M94.1 — Policondrite recidivante
- policondrite recorrente
- relapsing polychondritis
- policondrite-auricular recidivante
CID M94.1 designa a policondrite recidivante, uma doença inflamatória crônica que atinge principalmente cartilagens e tecidos conectivos. Manifesta-se por episódios recorrentes de inflamação das cartilagens, comumente das orelhas, nariz e vias aéreas, podendo afetar olhos, articulações e estruturas cardíacas. Aparece na forma de crises que podem durar dias a semanas, separadas por períodos de melhora parcial ou remissão. Não inclui processos purulentos infecciosos isolados, traumatismos ou alterações degenerativas sem inflamação recorrente. O código cobre casos primários e secundários identificados por padrão clínico e exames compatíveis, quando outras causas são excluídas.
Em palavras simples
Receber o código CID M94.1 significa que sua inflamação nas cartilagens foi identificada como policondrite recidivante, isto é, uma condição em que partes do corpo feitas de cartilagem ficam inflamadas em episódios que voltam ao longo do tempo. É uma explicação para crises de dor e inchaço na orelha, no nariz ou na garganta que reaparecem e não decorrem de trauma ou de uma infecção simples.

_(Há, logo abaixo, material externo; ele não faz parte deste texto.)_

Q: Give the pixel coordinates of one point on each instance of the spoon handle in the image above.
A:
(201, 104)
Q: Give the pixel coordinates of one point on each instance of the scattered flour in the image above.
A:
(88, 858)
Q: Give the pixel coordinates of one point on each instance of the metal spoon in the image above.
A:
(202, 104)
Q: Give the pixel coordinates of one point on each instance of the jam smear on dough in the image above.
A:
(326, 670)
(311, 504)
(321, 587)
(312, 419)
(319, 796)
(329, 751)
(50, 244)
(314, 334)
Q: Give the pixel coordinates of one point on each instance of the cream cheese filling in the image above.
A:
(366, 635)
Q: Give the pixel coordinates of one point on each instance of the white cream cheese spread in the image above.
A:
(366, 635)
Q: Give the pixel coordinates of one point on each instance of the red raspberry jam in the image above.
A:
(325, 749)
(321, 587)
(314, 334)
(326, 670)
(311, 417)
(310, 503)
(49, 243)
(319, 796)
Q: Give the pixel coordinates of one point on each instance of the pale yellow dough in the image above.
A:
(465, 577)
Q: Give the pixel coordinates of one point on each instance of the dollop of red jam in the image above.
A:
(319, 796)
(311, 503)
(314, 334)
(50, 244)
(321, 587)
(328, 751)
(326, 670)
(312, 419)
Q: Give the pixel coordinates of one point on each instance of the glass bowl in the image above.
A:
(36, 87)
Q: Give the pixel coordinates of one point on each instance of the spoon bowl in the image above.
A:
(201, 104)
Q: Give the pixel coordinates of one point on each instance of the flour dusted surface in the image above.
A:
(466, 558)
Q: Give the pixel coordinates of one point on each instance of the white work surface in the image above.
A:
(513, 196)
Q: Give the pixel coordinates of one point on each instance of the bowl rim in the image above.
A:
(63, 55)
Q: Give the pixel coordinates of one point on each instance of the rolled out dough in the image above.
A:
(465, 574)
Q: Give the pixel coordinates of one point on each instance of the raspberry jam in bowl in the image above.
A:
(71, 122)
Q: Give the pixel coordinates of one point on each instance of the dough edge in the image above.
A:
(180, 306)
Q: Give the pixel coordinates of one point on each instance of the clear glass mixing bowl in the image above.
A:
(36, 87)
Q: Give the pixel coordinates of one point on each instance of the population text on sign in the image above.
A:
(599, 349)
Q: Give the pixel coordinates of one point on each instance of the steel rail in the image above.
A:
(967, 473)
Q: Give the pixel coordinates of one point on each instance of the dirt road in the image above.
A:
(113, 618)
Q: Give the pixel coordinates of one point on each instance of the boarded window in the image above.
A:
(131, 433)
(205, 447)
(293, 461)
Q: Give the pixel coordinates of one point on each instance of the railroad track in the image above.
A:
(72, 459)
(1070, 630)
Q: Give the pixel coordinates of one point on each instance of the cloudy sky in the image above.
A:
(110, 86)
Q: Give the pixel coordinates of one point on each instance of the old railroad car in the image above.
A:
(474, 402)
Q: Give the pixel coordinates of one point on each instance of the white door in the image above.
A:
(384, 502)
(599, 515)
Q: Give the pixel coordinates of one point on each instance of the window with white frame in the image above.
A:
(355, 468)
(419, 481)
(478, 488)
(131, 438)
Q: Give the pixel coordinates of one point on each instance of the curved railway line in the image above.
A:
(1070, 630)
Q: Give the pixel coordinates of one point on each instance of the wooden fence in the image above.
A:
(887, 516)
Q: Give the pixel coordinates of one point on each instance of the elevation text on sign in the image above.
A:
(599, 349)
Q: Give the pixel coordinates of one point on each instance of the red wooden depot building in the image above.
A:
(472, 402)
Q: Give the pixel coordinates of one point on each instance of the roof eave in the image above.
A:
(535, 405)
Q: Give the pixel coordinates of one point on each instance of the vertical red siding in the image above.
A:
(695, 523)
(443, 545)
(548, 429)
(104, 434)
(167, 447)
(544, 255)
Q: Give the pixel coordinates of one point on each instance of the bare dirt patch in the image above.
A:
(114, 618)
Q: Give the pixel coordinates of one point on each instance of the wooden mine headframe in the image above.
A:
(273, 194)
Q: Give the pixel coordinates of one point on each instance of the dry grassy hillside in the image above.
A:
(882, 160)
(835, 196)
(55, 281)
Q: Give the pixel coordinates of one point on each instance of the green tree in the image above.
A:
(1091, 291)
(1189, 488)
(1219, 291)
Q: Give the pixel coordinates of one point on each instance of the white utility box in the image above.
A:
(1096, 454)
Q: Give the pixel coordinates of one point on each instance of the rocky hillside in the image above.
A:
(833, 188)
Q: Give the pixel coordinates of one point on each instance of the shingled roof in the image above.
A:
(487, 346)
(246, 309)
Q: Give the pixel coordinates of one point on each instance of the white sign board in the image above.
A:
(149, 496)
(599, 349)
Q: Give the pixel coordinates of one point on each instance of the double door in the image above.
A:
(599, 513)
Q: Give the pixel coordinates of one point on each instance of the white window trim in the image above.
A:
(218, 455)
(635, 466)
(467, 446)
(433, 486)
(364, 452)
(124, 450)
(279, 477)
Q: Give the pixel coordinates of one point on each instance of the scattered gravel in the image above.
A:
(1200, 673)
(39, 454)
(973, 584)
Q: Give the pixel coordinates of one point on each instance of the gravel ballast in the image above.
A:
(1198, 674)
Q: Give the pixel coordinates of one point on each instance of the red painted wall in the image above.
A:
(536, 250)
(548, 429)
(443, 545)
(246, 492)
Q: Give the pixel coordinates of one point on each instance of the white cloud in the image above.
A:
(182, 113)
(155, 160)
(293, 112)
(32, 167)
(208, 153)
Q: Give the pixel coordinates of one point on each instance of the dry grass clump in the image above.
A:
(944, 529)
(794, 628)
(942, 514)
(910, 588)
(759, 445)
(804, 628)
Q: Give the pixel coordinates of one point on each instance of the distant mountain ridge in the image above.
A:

Você provavelmente tem sentido dor e vermelhidão na orelha externa (orelha inflamada mas com o lóbulo poupado), dor ou deformidade no nariz, rouquidão, tosse persistente ou até queda de audição em alguns episódios. Podem ocorrer também sintomas fora da cartilagem, como olhos vermelhos e doloridos, dor nas articulações e cansaço quando a inflamação está ativa.
Sobre gravidade, muitas pessoas têm episódios isolados ou intermitentes que melhoram com tratamento, mas a doença pode ser séria quando atinge a traqueia (causando dificuldade para respirar) ou o coração. Não é contagiosa. A duração varia: alguns episódios duram dias, outros semanas, e o curso pode ser crônico com recidivas ao longo dos anos.
O caminho comum após o diagnóstico inclui exames de sangue para avaliar inflamação, imagens para verificar as vias aéreas e avaliações com especialistas (reumatologista, otorrinolaringologista, pneumologista ou cardiologista) conforme os sintomas. Dependendo da gravidade, há retornos regulares para ajustar o tratamento; em alguns casos, pode haver necessidade de afastamento temporário do trabalho, documentado por laudo médico.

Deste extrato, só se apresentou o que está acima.